Geoff Hoon - everyone has to compromise for EU budget deal to work
One of the most senior members of the British government, Lord Privy Seal and Leader of the House of Commons Geoff Hoon, is in Prague at the moment at the invitation of Prime Minister Jiri Paroubek and the ruling Social Democrats. Mr Hoon, former UK Defence Secretary, has been speaking to the party about how they can learn from the experiences of the British Labour Party, which has undergone great change in recent years. But his visit also comes at a time when the British Prime Minister Tony Blair tries to persuade new EU members to accept a deal on the EU's budget.
"We have a very strong political relationship between the parties, but also government to government. So I think it's very important that the United Kingdom continues to work closely with our friends and partners in places like the Czech Republic."
Prime Minister Tony Blair is currently in very difficult talks with leaders of countries in this region over the EU's budget. Do you think he will be able to clinch a deal over the next few days?
"It's important that I emphasise the government is keen to see a resolution of the EU budget. It's obviously a difficult issue, it affects different countries in different ways, and crucially we have to get the agreement of every member state of the European Union. Obviously following enlargement, that is a more difficult task than it has ever been, but we're working hard to achieve that and obviously the prime minister is working particularly hard, travelling across Europe, seeing his counterparts, and establishing the basis of a deal."
That deal would though involve poorer EU countries like the Czech Republic, Hungary, Poland etc getting less. Why should poorer countries get less from the EU?

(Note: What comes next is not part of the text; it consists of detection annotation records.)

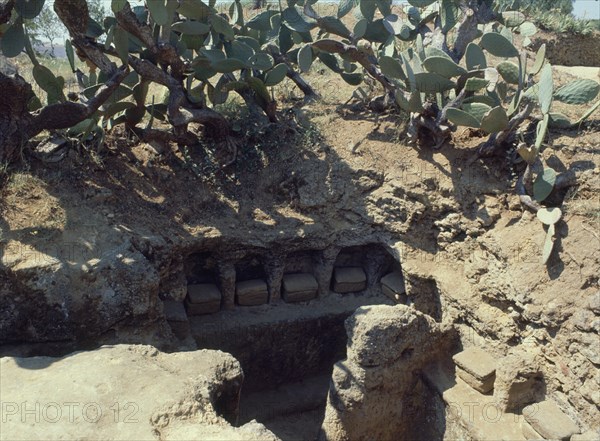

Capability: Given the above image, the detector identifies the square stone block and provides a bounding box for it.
[456,367,496,394]
[235,279,269,306]
[452,347,496,382]
[523,400,579,440]
[333,267,367,294]
[163,300,188,322]
[283,274,319,303]
[381,271,406,303]
[185,283,221,315]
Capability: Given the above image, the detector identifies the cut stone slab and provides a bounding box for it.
[163,300,190,340]
[333,267,367,294]
[523,400,579,440]
[283,273,319,303]
[570,429,600,441]
[235,279,269,306]
[452,347,496,393]
[185,283,221,315]
[381,271,406,303]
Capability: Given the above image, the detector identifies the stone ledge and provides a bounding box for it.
[333,267,367,294]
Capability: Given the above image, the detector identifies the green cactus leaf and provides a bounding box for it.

"That's not strictly true. What it actually means, if you'll forgive me, is those countries getting more, getting more than they've had in the past. Obviously it will be important in relation to achieving a deal, that every country comes back a little off their ideal negotiating position, but perhaps that is the basis of a proper conclusion, where everybody comes off slightly dissatisfied, but nevertheless recognises that that is in the greater interest of the European Union and indeed crucially of the Czech Republic to get a deal."Going back into history, Britain famously betrayed Czechoslovakia at Munich in 1938, and there is still a lot of residual resentment, especially when you speak to older Czechs here. Do you think British foreign policy towards the Czech Republic today is driven by a sense of historical guilt over what happened sixty years ago?
"I don't believe so, because after those events of course we then did take the right decision, following the invasion of Poland. My father volunteered to serve in the Royal Air Force as a result of what happened there and many millions of British citizens working closely with people from what was then Czechoslovakia and now the Czech Republic served side by side, not least in the Royal Air Force. So it was something that I think was quickly overcome, in the recognition that we all work together to defeat a totalitarian and terrible regime."